Mentre il fatturato dei nanomateriali nel 2014 è stato di appena 2,1 miliardi di dollari contro i 2,4 previsti, i prodotti intermedi hanno incassato 450 miliardi contro i 350 previsti e gli analisti prevedono che da soli varranno 1700 miliardi di dollari nel 2018. Questi volumi si spiegano col fatto che l’importanza del nanotech per l’elettronica, sia sul fronte delle batterie che su quello dei chip, è ormai consolidata, ma le crescite non sembrano riservare grandi sorprese per il futuro perché la progressione sarà guidata dall’aumento della capacità di calcolo che adesso sta guardando anche al computer quantistico. «Il fronte più interessante è invece quello delle applicazioni farmaceutiche – osserva Beltram – anche per l’Italia che ha dei buoni distretti biotech e biomedicali». Sul fronte dei ricavi da prodotti che incorporano nanotecnologie l’Europa è ormai in testa a livello mondiale con 320 miliardi di dollari di fatturato contro i 210 miliardi degli Usa. Il distacco è destinato ad ampliarsi in futuro visto che al 2018 le stime di Lux Research proiettano un fatturato di 790 miliardi per gli Usa mentre il vecchio continente dovrebbe raggiungere i 1300 miliardi complessivi per prodotti basati sul nanotech. A livello di investimenti nella ricerca gli Stati Uniti, che dieci anni fa furono i primi a lanciare un piano nazionale per il nanotech sotto Bill Clinton, rimangono in testa per finanziamenti pubblici che però sono in flessione da alcuni anni mentre Europa e Asia stanno ancora aumentando il loro impegno. Ma più che come disinvestimento quello americano va letto come un segno di maturità visto che gli investimenti industriali sono in netto aumento, segno che ormai le grandi aziende d’Oltreatlantico hanno incorporato le nanotecnologie nei propri modelli di crescita.
Lo slancio europeo è dovuto in gran parte a due fattori. Il primo sono i programmi comunitari come l’FP7 concluso nel 2013 (4,7 miliardi al nanotech su sette anni) e oggi sostituito da Horizon 2020 che al nano dedica un sottoprogramma specifico (Nmp – Nanotechnologies, Materials, and New Production Technologies) con 4,8 miliardi di dollari su sette anni che verrano distribuiti a consorzi composti da attori di più stati membri.
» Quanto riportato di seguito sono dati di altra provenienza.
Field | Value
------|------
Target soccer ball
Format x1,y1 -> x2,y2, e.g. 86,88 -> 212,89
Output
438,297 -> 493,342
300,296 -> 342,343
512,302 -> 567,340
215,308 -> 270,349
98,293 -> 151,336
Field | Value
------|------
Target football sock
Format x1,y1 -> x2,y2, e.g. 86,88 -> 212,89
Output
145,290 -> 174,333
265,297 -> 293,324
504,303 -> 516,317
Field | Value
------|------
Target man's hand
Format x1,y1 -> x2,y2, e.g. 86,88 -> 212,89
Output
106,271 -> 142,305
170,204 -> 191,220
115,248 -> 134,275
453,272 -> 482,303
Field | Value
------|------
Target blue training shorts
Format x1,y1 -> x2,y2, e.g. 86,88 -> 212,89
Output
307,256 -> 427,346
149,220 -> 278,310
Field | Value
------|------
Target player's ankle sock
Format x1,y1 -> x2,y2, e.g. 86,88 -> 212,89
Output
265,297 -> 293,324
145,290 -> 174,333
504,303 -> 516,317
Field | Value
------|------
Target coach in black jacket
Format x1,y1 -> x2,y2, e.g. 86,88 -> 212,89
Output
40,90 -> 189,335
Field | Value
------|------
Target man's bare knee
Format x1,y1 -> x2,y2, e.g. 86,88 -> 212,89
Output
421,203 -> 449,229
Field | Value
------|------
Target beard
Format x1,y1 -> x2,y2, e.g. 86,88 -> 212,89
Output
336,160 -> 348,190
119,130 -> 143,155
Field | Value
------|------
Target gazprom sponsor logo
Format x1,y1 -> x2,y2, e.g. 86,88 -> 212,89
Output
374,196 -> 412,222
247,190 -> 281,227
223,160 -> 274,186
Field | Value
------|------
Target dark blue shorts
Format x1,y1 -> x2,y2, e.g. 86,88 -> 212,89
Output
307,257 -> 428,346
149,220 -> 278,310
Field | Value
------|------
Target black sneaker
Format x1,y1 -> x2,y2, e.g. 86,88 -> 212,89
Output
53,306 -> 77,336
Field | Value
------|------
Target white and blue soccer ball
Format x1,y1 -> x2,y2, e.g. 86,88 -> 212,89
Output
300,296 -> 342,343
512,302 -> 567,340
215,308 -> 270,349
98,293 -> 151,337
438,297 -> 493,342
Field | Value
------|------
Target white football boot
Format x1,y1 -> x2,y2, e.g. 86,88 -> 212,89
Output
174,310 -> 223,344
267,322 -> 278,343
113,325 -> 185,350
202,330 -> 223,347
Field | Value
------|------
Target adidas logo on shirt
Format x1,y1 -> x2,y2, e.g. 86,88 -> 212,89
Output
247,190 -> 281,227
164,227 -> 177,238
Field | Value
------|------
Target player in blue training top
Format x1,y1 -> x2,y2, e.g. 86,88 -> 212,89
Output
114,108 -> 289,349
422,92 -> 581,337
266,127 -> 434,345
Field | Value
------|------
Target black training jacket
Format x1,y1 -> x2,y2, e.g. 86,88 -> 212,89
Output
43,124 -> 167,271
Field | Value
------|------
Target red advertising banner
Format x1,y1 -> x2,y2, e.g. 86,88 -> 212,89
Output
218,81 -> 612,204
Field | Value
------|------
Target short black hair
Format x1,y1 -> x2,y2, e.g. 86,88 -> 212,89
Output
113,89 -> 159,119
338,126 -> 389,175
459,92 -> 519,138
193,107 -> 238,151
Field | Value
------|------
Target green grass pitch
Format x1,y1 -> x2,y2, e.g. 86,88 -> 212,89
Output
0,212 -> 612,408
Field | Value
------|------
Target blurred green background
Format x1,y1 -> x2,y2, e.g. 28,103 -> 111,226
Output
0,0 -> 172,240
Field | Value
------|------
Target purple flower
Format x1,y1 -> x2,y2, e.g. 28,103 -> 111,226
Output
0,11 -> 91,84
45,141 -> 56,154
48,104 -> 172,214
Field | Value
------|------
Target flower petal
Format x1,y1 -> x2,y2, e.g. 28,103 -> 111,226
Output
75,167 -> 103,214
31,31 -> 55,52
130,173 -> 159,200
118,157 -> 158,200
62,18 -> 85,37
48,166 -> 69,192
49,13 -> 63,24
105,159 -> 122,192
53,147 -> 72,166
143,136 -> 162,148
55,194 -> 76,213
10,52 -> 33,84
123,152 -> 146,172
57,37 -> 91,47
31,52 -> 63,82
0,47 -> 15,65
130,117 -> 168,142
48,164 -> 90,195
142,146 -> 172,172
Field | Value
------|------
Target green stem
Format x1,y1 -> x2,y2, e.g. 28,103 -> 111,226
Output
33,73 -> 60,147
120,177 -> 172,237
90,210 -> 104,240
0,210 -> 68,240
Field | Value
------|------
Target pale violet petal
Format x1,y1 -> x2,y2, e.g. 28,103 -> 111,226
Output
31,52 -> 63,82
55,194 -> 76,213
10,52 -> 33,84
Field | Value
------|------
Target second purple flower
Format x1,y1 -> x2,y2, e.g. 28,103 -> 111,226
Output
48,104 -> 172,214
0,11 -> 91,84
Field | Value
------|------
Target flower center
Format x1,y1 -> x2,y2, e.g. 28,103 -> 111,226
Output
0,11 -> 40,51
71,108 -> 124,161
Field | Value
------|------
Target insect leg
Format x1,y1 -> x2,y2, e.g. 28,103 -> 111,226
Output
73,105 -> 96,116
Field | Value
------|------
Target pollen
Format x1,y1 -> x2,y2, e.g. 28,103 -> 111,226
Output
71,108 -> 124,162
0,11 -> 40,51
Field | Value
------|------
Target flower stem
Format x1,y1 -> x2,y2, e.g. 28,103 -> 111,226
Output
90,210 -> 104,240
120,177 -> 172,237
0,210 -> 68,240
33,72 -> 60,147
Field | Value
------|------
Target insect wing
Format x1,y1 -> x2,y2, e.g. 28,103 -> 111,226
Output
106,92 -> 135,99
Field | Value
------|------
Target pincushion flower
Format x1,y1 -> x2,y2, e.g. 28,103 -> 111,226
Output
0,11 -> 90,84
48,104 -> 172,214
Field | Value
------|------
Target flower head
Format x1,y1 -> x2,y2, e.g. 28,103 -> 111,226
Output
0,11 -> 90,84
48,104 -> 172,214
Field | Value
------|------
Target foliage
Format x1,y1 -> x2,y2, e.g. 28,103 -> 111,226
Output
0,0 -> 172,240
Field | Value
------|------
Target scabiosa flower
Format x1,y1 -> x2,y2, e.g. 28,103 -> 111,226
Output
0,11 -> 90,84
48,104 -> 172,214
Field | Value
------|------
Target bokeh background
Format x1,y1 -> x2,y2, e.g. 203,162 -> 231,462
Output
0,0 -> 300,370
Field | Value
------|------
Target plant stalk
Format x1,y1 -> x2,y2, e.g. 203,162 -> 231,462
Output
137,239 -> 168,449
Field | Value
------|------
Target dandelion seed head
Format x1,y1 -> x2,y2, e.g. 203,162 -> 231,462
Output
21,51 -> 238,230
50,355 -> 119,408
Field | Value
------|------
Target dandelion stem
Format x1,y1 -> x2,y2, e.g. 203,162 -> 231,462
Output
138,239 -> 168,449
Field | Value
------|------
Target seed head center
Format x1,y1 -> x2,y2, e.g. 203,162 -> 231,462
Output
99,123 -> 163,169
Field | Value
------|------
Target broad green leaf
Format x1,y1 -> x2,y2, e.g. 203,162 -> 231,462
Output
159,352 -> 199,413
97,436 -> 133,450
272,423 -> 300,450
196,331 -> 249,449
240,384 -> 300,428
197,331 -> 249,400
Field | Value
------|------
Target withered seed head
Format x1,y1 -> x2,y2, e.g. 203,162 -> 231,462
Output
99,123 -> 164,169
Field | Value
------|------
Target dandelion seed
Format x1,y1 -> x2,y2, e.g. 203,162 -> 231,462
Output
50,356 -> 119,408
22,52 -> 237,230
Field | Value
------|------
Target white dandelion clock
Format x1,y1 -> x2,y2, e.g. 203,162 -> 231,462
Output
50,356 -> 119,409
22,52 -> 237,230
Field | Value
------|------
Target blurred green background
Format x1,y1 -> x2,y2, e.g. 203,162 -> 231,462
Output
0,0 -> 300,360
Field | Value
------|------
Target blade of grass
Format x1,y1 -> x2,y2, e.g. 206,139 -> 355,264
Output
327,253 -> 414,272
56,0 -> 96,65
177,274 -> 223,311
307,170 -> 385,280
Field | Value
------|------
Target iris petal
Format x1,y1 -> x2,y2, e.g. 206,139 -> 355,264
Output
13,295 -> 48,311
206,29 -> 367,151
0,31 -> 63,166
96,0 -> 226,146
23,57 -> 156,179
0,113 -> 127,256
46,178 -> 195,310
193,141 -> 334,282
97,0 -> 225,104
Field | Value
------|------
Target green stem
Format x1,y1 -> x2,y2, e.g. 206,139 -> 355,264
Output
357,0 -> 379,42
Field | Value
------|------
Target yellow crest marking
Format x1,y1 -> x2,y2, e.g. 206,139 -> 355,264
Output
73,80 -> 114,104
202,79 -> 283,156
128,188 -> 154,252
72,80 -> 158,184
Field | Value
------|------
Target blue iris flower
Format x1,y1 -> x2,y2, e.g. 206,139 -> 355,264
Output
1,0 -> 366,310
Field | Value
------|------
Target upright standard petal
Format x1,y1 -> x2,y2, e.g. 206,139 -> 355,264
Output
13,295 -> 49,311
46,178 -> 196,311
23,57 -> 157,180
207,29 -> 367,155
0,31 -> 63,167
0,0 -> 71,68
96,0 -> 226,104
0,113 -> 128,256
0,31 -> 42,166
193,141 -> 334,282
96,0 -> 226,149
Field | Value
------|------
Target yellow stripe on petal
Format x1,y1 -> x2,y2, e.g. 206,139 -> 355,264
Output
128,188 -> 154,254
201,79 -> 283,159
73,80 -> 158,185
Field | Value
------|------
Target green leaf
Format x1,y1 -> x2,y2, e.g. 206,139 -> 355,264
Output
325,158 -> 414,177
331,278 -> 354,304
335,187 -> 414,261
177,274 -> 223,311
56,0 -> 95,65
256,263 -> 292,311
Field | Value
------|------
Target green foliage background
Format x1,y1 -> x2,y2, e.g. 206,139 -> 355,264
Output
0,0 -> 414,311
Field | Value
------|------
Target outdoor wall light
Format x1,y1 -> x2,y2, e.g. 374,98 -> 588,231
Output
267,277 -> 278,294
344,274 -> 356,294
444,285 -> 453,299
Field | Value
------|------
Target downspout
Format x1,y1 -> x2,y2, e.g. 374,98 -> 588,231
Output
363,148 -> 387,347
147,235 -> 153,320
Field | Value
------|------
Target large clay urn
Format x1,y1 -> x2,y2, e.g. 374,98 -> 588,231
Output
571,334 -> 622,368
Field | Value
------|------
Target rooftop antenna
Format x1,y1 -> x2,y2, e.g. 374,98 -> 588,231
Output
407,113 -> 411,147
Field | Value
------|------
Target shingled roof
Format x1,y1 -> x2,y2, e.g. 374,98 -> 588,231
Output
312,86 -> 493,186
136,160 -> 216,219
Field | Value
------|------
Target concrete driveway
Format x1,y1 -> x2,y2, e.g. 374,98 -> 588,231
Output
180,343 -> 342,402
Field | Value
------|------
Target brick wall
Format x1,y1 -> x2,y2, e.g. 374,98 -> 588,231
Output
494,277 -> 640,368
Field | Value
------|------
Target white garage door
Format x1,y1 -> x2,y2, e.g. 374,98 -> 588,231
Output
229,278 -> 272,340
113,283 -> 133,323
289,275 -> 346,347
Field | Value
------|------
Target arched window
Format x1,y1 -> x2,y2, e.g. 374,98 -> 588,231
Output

Il secondo fattore trainante del nanotech europeo è la Germania che, da sola, ha investito in media 850 milioni di dollari l’anno in ricerca dal 2011 al 2013 arrivando a 883 milioni nel 2014 sviluppando una strategia nazionale che colloca strategicamente queste innovazioni all’interno del suo piano industria 4.0.
«L’Italia ha buona ricerca e in questo contesto può giocare un ruolo importante – osserva Vittorio Pellegrini, direttore dei graphene labs dell’Iit –, ma siamo deboli sul fronte della programmazione industriale, sia pubblica che privata. In particolare, i nostri imprenditori sono molto attenti alle innovazioni ma guardano al nanotech come a innovazione immediatamente spendibile sul mercato in un orizzonte di 18 mesi, mentre le aziende tedesche e americane pensano in maniera più strategica con orizzonti a 36-40 mesi”.